Hurwitz is regarded as a pioneer in pain treatment by many doctors, academicians and medical groups, who have decried his prosecution. The case, along with other prominent criminal prosecutions, is putting a chill on legitimate pain treatment by doctors who fear prosecution, they say.
The Hurwitz case has exposed a deepening rift between law enforcement and the medical community over the use of opioids in modern pain treatment.
What happens typically is that 99% of the physicians, who are good, decent people, can become paranoid," said John Burke, head of a drug enforcement task force in Ohio and vice president of the National Assn. of Drug Diversion Investigators. "This is a very touchy issue. We do not want to impact legitimate pain patients or their physicians."
Even doctors who adhere carefully to rules can run afoul of law enforcement agencies, according to David Brushwood, an expert on opioid legal issues and a professor of pharmacology at the University of Florida.
"Something is terribly wrong with the way some criminal justice authorities have begun to enforce the law against physicians and pharmacists who prescribe and dispense high-dose opioids to treat chronic pain," he said. "The necessary balance ... has tipped drastically in the direction of ruthless drug control."
There isn't any doubt that these prosecutions are increasing under the Bush administration," Hallinan said. "It is like busting a car dealer because somebody runs off the road and kills somebody."
"It seems to us that the DEA has shifted its focus from street thugs to doctors, because doctors are easier targets," said Kathryn Serkes, a policy executive at the association of physicians and surgeons. The group now flatly advises its doctors not to prescribe opioids.
The American Medical Assn. has not weighed in on the Hurwitz case, but last July fired a warning shot by posting on its Web site a statement that it "wants no doctor harassment over pain medication" and pledging to take the case to President Bush and Atty. Gen. John Ashcroft.
I'm glad to see the AMA concerned enough to make a statement on this issue and right on. The DEA has no business interfering with the practice of medicine.
ONE WORLD
Well, we're already running long here and I know I've already lost Michael on this post so I leave with with the words of Leonida ZuritaVargas, a cocalera and the secretary general of Bartolina Sisa, an association of peasant women in Bolivia who issued this eloquent plea to end the war against Bolivian farmers.
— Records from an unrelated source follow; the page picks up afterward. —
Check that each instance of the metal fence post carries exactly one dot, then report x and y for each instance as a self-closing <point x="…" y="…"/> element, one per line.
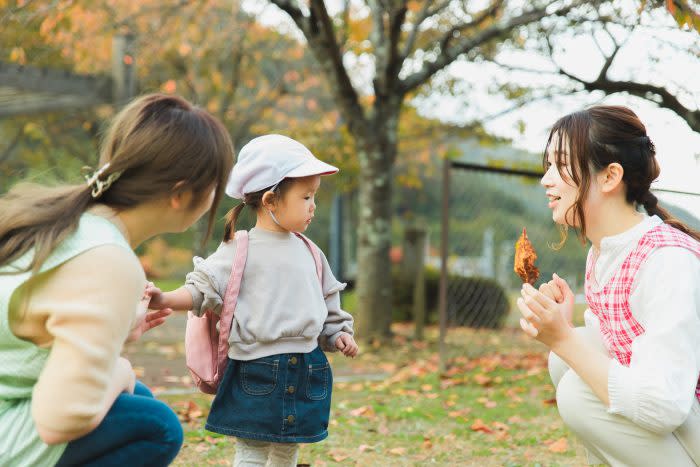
<point x="443" y="262"/>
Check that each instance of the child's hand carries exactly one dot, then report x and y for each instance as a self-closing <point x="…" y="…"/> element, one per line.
<point x="346" y="344"/>
<point x="146" y="320"/>
<point x="156" y="296"/>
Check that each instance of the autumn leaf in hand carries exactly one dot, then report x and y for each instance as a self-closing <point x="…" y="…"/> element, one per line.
<point x="525" y="257"/>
Al Giordano remarks at BigLeftOutside that newly installed president Mesa will have to address the proposal by coca growers that families be allowed to grow one "cato" (a 40-by-40 meter plot) of coca without being persecuted by police or invaded by the military. The US Embassy, always preferring to go after poor farmers while allowing narco-bankers off scot free, violently opposed this proposal.
Leonida can tell you more.
My tribe, the Quechua, comes from the jungles of the Chapare. We are used to chewing coca leaves every day, much as Americans drink coffee. We sustained ourselves by growing coca for chewing and for products like shampoo, medicinal teas and toothpaste.
We did not turn coca into cocaine; the chemicals needed for that are made in countries like the United States. Bolivia now allows us to grow a very small amount of coca, but it is not enough.
I am a cocalera. I owe my life to coca. My father died when I was 2 and my mother raised six children by growing coca. I was a farmer myself, growing coca for traditional purposes.
The war on the cocaleros has brought nothing but poverty and death.
Her story makes me want to apologize for being a US citizen.